Using machine learning to identify screw-rod systems and support clinical decision-making

For the first time, our research group attended an event of the Deutsche Gesellschaft für Neurochirurgie. Richard Klein presented a AI-based solution for identifying screw-rod systems from radiological imaging data at this year’s section days in Münster. The project was initiated by the Department of Neurosurgery at the Universitätsklinikum Jena, which supported the initiative with expert guidance and an extensive dataset. The presentation not only provided insights into current research findings but also demonstrated the practical implementation of an interdisciplinary approach bridging medical technology and clinical application.
This system addresses a central challenge in neurosurgical practice. When specifications of implanted systems are incomplete or unavailable, clinicians face significant difficulties in preoperative planning. This issue becomes particularly critical in revision surgeries or emergency situations, where rapid and reliable information about existing implants is essential. Accurate identification therefore remains a key prerequisite for safe and efficient patient management. The presented prototype applies modern machine learning techniques to close this information gap. It extracts characteristic features from radiological images and uses them for classification. Initial results show class-specific sensitivity of up to 97.1 percent when distinguishing between four different manufacturers. These findings highlight the potential of AI-based approaches to support clinical decision-making and streamline surgical workflows.
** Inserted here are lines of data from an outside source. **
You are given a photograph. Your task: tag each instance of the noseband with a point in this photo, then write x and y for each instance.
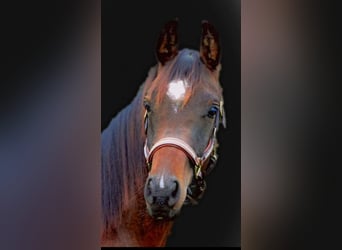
(202, 165)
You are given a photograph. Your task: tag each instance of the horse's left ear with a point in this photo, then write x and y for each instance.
(167, 45)
(210, 51)
(222, 115)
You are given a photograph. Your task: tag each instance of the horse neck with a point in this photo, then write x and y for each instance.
(131, 224)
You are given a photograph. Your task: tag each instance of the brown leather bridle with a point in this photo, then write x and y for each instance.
(202, 164)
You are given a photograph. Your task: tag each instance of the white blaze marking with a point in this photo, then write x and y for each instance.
(161, 183)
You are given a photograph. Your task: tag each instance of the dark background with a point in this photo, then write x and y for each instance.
(129, 32)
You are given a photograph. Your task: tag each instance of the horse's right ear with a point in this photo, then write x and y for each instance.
(167, 45)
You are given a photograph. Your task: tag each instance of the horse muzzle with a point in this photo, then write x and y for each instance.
(161, 196)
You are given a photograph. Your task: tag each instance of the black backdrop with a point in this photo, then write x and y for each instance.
(129, 31)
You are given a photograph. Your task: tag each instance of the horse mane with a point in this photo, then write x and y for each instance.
(187, 66)
(123, 162)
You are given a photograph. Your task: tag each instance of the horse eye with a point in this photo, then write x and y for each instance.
(213, 111)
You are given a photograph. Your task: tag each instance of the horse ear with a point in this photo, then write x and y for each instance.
(210, 46)
(167, 45)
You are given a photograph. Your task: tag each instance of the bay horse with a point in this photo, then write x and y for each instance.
(156, 152)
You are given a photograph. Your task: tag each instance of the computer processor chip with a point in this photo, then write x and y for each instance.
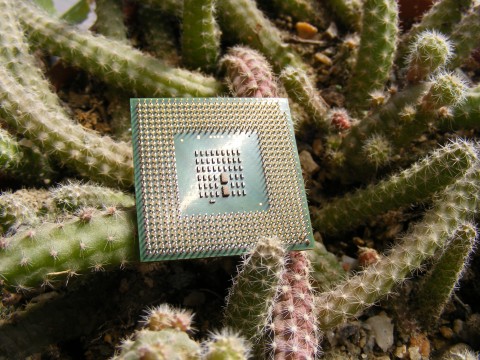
(212, 175)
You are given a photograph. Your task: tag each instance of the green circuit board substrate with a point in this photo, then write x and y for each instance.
(212, 175)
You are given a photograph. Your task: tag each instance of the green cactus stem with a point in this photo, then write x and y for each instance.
(74, 196)
(15, 56)
(442, 17)
(429, 51)
(375, 52)
(248, 73)
(24, 160)
(200, 35)
(23, 207)
(250, 301)
(226, 344)
(466, 36)
(418, 183)
(164, 344)
(437, 287)
(327, 270)
(110, 20)
(349, 12)
(299, 88)
(455, 205)
(92, 241)
(241, 19)
(112, 61)
(97, 157)
(294, 324)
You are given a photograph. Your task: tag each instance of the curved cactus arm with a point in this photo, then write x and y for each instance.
(112, 61)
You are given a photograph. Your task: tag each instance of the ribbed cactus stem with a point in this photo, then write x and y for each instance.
(437, 288)
(23, 207)
(442, 17)
(348, 11)
(466, 36)
(226, 344)
(250, 301)
(164, 344)
(248, 73)
(92, 241)
(74, 195)
(294, 323)
(23, 160)
(327, 270)
(200, 35)
(415, 184)
(429, 51)
(299, 87)
(97, 157)
(456, 204)
(377, 50)
(15, 56)
(110, 20)
(112, 61)
(241, 19)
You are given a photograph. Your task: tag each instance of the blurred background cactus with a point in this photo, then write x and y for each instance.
(385, 98)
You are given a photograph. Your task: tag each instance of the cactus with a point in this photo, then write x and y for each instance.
(465, 36)
(436, 289)
(91, 241)
(114, 62)
(250, 301)
(293, 323)
(24, 207)
(24, 160)
(442, 17)
(299, 88)
(74, 195)
(110, 20)
(200, 36)
(417, 183)
(429, 51)
(376, 52)
(457, 204)
(226, 344)
(248, 73)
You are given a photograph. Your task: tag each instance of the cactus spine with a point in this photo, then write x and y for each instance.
(442, 17)
(250, 301)
(249, 74)
(300, 89)
(112, 61)
(74, 196)
(456, 205)
(294, 324)
(439, 284)
(375, 52)
(466, 36)
(201, 36)
(91, 241)
(417, 183)
(430, 51)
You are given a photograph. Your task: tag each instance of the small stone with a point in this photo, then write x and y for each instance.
(446, 332)
(421, 341)
(306, 30)
(382, 329)
(308, 164)
(414, 353)
(323, 59)
(400, 352)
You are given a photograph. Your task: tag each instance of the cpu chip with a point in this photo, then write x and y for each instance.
(212, 175)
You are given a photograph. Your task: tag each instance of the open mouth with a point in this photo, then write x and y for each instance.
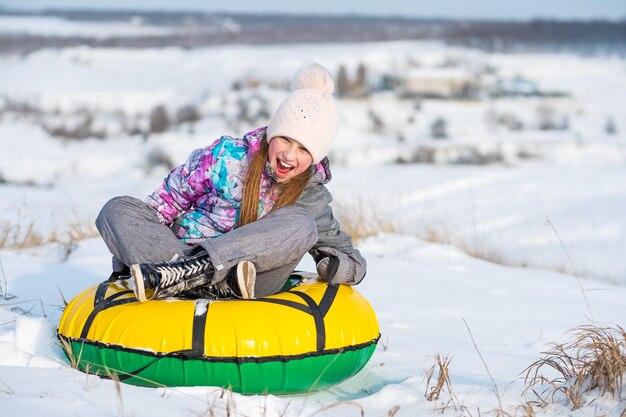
(283, 168)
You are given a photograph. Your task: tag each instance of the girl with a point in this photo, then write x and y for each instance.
(238, 216)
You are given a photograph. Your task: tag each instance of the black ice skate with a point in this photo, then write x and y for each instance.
(167, 279)
(246, 277)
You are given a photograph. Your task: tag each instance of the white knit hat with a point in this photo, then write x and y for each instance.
(309, 114)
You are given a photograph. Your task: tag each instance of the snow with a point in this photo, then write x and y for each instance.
(546, 231)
Beyond the presentation, the event enabled intensive scientific exchange with experts from both clinical practice and research and provided valuable insights into current challenges in neurosurgery. The feedback and discussions will directly inform the further development of the project. The next steps focus on expanding the underlying dataset to improve the robustness and predictive power of the models. In addition, the team plans to integrate further imaging modalities to enhance generalizability and enable prospective use in routine clinical practice.